Say the word “huge” three times.
Break it down by saying the first letter, identify its rhyming pattern, and use it in a concrete sentence. That is what many of the tutors involved in the SPARK early literacy program do to assist struggling readers in some Milwaukee Public Schools.
The Spheres of Proud Achievement in Reading for Kids (SPARK) early literacy program introduces emerging students from the University of Wisconsin-Milwaukee into a positive environment to assist children who have been identified by their teachers as struggling readers in kindergarten through third grade.
UWM School of Education student Abbey Sonnenberg was one of these tutors to take advantage of the program in 2006 and called her experience a success.
Sonnenberg worked for the Roger & Leona Fitzsimonds Boys & Girls Club which is attached to the Ralph H. Metcalfe Elementary School, one of the first schools that the program had started in.
At the school, students came from their classrooms and worked with her, either in the library or in the halls, for one-on-one tutoring sessions.
“I think it was reassuring for the tutees to have someone that they could feel comfortable with and be open in their learning processes,” said Sonnenberg. “It is amazing what 20 to 30 minutes can do for a child.”
The SPARK program, which began in 2005, is also run in partnership with the Boys & Girls Clubs of Greater Milwaukee, the United Way and AmeriCorps.
With the additional help from the Boys and Girls Clubs, tutors assist 320 students at four schools for around 20 minutes during the middle of the day, in addition to before or after school, according to SPARK Program Director Patricia Marcus.
“People are slowly but surely learning who we are,” said Marcus. “The teachers in the schools are starting to become more accepting. We need to dance around things and be as unobtrusive as possible.”
The program strives to get 75 percent of participating children to achieve standardized testing levels that are at or above the reading level by the end of the third grade, according to a SPARK program newsletter.

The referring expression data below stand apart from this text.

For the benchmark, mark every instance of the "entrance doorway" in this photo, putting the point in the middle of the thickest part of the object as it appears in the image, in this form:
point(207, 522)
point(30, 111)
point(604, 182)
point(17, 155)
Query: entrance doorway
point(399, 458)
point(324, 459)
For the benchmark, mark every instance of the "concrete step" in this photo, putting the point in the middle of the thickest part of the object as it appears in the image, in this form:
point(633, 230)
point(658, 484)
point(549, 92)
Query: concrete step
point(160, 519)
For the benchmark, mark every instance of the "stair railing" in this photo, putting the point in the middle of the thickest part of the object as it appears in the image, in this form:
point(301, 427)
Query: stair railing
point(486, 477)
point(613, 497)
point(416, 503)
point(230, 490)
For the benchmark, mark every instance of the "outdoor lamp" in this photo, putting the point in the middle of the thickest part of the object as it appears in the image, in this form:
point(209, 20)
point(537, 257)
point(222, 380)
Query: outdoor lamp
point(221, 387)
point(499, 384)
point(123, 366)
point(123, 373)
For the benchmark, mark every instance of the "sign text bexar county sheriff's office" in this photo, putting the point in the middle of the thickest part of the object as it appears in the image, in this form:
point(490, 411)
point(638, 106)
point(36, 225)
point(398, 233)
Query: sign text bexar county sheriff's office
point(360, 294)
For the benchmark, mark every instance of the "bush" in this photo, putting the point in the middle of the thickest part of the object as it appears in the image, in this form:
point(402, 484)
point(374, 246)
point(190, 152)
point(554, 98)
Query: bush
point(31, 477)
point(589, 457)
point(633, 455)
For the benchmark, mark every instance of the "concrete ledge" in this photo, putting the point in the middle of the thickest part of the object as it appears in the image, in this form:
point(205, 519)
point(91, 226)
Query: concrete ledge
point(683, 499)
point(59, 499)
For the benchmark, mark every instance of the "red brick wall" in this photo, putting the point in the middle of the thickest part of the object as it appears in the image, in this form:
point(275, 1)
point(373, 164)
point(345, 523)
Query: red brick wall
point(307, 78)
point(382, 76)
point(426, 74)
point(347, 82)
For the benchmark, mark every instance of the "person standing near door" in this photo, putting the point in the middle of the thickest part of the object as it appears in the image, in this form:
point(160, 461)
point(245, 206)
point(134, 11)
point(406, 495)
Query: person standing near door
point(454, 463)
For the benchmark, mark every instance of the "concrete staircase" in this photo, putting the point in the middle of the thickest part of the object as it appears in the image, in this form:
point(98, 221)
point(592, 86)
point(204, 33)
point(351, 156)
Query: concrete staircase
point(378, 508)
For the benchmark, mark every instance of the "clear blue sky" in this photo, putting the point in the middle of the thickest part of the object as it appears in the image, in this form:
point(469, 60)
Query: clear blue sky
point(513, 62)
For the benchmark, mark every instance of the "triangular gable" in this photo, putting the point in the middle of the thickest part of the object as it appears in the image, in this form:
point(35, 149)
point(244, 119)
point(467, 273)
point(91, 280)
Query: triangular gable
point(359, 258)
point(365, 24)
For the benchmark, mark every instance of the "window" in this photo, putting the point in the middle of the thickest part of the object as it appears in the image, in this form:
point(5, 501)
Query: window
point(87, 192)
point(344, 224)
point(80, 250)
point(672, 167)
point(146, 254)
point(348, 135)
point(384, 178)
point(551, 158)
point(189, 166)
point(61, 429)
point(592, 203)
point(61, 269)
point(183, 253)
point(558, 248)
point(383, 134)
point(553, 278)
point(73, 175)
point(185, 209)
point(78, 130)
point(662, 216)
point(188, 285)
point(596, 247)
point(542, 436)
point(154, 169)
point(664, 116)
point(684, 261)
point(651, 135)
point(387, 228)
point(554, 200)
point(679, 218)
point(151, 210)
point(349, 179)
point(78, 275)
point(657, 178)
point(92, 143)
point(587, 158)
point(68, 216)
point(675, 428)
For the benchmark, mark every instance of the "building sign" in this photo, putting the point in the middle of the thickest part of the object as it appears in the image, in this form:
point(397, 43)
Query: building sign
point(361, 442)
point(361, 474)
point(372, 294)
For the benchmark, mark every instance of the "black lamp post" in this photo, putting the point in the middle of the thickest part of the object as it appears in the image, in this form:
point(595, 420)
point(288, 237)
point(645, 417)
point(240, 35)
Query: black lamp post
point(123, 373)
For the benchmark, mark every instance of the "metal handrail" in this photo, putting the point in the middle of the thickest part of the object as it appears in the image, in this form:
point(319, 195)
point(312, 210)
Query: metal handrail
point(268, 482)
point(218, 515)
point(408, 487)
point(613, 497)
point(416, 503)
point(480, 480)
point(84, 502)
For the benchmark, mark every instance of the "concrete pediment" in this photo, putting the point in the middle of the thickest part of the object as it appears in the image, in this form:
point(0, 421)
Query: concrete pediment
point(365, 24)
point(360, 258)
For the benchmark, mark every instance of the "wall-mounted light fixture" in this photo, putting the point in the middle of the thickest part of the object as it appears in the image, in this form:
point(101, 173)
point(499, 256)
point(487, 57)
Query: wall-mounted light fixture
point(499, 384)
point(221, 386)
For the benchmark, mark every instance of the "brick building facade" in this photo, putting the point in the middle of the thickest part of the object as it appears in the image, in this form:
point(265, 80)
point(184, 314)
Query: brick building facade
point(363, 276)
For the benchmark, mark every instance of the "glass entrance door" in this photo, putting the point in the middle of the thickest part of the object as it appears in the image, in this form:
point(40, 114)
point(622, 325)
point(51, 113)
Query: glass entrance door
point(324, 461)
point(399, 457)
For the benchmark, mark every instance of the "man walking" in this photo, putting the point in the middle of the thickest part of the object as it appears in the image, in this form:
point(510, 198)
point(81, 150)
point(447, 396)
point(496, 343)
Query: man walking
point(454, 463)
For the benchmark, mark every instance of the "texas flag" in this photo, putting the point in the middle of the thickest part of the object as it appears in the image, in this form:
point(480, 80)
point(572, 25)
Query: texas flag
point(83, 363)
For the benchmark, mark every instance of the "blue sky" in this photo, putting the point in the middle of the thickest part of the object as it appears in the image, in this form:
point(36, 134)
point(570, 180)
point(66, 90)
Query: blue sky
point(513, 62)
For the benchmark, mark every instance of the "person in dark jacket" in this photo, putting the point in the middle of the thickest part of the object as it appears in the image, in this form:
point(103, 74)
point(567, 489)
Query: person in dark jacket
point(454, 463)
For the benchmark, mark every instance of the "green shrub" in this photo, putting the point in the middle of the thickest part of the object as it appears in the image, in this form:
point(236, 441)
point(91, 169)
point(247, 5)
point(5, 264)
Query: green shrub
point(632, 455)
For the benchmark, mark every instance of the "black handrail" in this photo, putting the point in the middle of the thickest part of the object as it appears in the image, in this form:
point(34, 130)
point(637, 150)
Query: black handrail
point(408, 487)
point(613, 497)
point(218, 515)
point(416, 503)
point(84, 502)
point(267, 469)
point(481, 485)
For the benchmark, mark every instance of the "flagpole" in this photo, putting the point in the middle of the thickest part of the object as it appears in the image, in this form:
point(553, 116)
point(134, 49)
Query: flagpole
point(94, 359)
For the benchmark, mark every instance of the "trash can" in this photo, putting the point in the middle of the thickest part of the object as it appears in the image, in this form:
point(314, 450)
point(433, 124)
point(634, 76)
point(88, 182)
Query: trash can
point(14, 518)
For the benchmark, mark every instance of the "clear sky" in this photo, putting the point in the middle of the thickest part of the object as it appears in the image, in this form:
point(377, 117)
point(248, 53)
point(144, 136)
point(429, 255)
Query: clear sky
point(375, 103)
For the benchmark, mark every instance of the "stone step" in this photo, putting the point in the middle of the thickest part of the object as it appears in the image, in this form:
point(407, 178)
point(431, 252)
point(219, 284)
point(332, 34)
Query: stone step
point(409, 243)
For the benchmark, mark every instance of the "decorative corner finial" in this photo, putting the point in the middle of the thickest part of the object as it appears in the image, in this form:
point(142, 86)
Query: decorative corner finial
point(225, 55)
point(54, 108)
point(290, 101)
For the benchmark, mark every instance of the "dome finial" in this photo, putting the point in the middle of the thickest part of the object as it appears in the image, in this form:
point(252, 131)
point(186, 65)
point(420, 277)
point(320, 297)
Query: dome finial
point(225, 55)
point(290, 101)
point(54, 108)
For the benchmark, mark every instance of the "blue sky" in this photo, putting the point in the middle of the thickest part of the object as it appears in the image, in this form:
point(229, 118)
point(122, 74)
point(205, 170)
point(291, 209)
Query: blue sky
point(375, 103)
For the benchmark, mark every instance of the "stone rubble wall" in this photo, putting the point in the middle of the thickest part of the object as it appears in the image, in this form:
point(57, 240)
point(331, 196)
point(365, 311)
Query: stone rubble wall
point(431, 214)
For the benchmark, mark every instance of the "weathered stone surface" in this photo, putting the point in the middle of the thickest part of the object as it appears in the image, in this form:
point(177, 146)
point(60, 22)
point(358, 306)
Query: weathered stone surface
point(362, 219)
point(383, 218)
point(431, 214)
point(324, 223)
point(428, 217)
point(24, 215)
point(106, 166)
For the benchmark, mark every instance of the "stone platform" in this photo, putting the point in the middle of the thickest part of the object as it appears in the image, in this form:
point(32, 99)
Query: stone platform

UWM Associate Professor Ruth Short, who helped develop SPARK, considers the program a success.
“For most of the children we saw significant improvements at all levels measured,” said Short. “Teachers make comments on the improved self confidence of the children.”
With around 50 tutors already in the SPARK program for fall 2007, these members provide one-on-one or small group activities that focus on the four key reading skills: phonemic awareness, phonetic skills, passage reading, and vocabulary.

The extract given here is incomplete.